Background:  Loss of natural killer (NK) cell function and adaptive immunity is associated with the pathogenesis of HIV-1 dementia and encephalitis (HIVE). However, the relative roles of each of these in disease remains poorly understood. To this end we used C.B.-17/scid and double knockout Rag2^-/-g_c^-/- as models for HIVE to reflect the deficiency of adaptive immune responses as well as NK cell dysfunction, respectively.

Methods:  C.B.-17/scid (n = 36) and double knockout Rag2^-/-g_c^-/-  (n = 36) mice were injected with HIV-1-infected human monocyte-derived macrophages (MDM) into the basal ganglia and monitored for glial inflammatory responses and neuronal loss by immunohistology and real-time polymerase chain reaction (Q-PCR). Animals were evaluated at 7 and 14 days after HIV-infected MDM injection for human cells (vimentin), viral infection (HIV-1p24), astrocytes (glial fibrillary acidic protein, GFAP), microglia [ionized calcium-binding adaptor molecule (Iba)-1] and neuronal markers (microtubule associated protein-2, MAP-2, neuron-specific nuclear protein, NeuN, and neurofilament, NF). Q-PCR was used to quantitatively evaluate expression of macrophage/microglia marker Mac-1, GFAP, interleukin-1 (IL-1β), tumor necrosis factor-a (TNF-a), IL-6, IL-10, inducible nitric oxide (iNOS), and brain-derived neurotrophic factor (BDNF). Flow cytometry of the injected and corresponding contralateral brain regions were assayed for mouse CD45^low/high, I-A^b, CD3, DX-5, and CD14 antigens.

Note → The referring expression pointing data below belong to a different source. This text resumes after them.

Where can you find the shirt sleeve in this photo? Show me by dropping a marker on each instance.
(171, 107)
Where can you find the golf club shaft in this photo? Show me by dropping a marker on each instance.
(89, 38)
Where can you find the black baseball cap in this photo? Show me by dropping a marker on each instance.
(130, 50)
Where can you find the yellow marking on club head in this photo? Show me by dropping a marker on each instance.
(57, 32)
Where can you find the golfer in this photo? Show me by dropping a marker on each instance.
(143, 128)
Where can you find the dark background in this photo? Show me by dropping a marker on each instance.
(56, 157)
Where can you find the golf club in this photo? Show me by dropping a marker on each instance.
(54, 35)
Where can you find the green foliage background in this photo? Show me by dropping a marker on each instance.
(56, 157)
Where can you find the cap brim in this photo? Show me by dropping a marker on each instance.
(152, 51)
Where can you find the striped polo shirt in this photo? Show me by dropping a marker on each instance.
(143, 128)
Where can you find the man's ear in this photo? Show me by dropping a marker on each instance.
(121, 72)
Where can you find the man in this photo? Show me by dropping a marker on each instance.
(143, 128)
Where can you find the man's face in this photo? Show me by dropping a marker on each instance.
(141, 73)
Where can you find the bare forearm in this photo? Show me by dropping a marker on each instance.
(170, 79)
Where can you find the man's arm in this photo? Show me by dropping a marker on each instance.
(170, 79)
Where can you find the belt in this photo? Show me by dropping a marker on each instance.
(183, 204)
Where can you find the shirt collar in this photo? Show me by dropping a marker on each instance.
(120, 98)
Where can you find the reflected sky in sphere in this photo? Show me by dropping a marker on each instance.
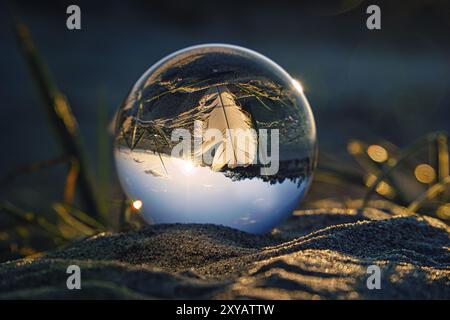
(197, 194)
(234, 92)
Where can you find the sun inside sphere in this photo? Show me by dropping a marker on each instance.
(216, 134)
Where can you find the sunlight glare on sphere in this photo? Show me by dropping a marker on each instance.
(216, 134)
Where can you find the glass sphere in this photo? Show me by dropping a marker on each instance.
(216, 134)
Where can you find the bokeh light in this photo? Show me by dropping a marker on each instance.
(425, 173)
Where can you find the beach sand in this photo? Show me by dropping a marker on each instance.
(316, 254)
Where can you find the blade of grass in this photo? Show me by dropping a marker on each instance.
(60, 116)
(393, 163)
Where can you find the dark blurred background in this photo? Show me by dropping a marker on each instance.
(388, 84)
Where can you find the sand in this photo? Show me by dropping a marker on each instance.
(316, 254)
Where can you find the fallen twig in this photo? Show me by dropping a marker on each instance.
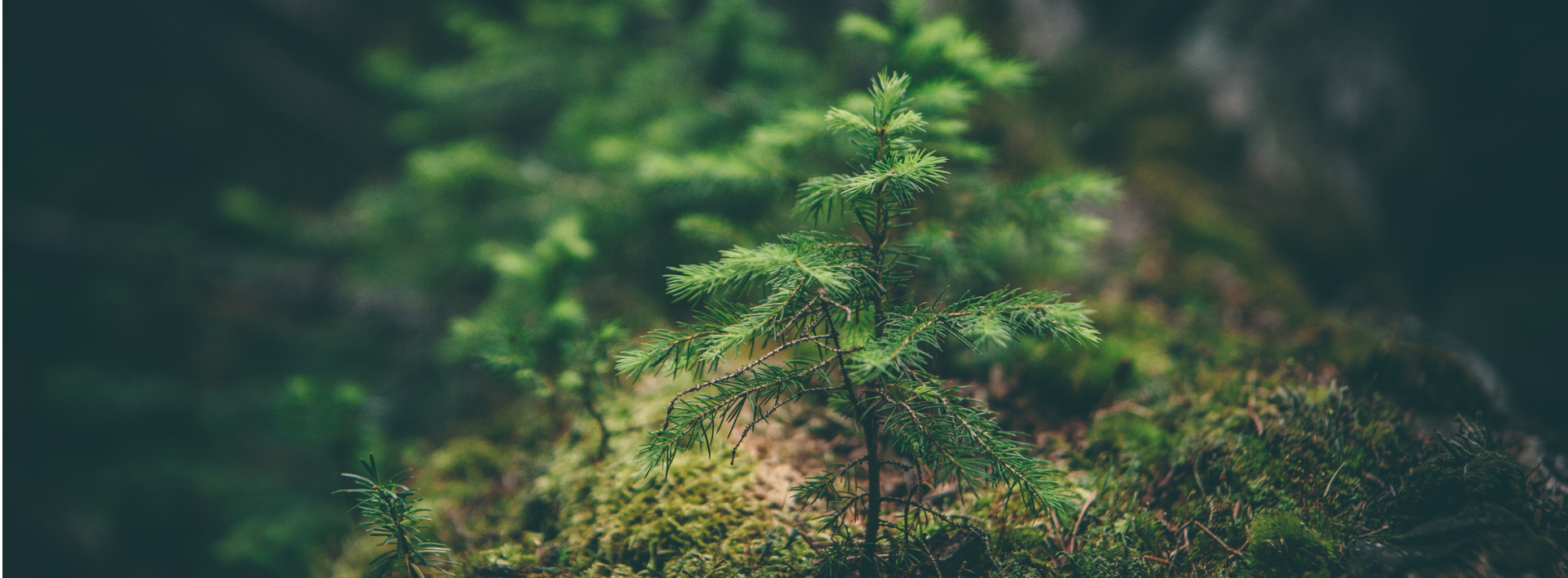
(1217, 539)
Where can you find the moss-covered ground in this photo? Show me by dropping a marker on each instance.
(1223, 428)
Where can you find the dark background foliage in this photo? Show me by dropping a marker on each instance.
(149, 336)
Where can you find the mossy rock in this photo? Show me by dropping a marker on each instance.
(1281, 545)
(700, 511)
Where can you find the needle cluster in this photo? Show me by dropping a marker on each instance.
(836, 322)
(391, 514)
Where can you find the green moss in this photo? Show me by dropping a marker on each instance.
(509, 558)
(706, 505)
(1281, 545)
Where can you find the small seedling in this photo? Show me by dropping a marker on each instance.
(840, 323)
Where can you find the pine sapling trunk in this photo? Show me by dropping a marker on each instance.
(841, 301)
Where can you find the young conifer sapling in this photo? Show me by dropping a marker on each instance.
(838, 322)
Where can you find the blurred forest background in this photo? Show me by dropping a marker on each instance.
(206, 327)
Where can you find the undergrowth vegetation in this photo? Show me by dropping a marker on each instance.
(1223, 425)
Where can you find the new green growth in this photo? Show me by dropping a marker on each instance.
(838, 323)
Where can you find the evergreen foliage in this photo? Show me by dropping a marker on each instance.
(840, 323)
(391, 514)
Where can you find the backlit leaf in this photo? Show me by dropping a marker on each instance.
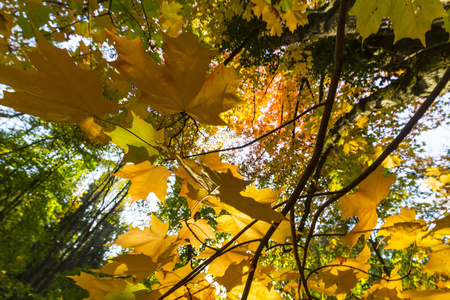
(363, 204)
(181, 84)
(145, 179)
(58, 91)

Results:  C.B.-17/scid HIVE mice showed a lesser number of MDM in the brain tissue (p <0.05), increased activation of microglia (Iba-1 staining and Mac-1 expression, p <0.05) and augmented levels of TNF-a and IL-1β(p <0.05). The levels of human MDM infection, expression of iNOS, and BDNF were not different. These findings corresponded to increased neuronal damage with loss of NeuN/MAP-2 staining compared to Rag2^-/-g_c^-/- animals. The presence of NK cells in C.B.-17/scid mice was confirmed by detection of DX-5⁺ cells. This coincident with enhanced chemoattraction of peripheral MDM detected by FACS as CD14/CD45^high and residual CD3 lymphocytes.

Conclusions:  Loss of both adaptive immunity and NK cell activities defines the fingerprint of HIVE and affects the levels of MDM function, migration, neuroinflammation, and neuronal loss.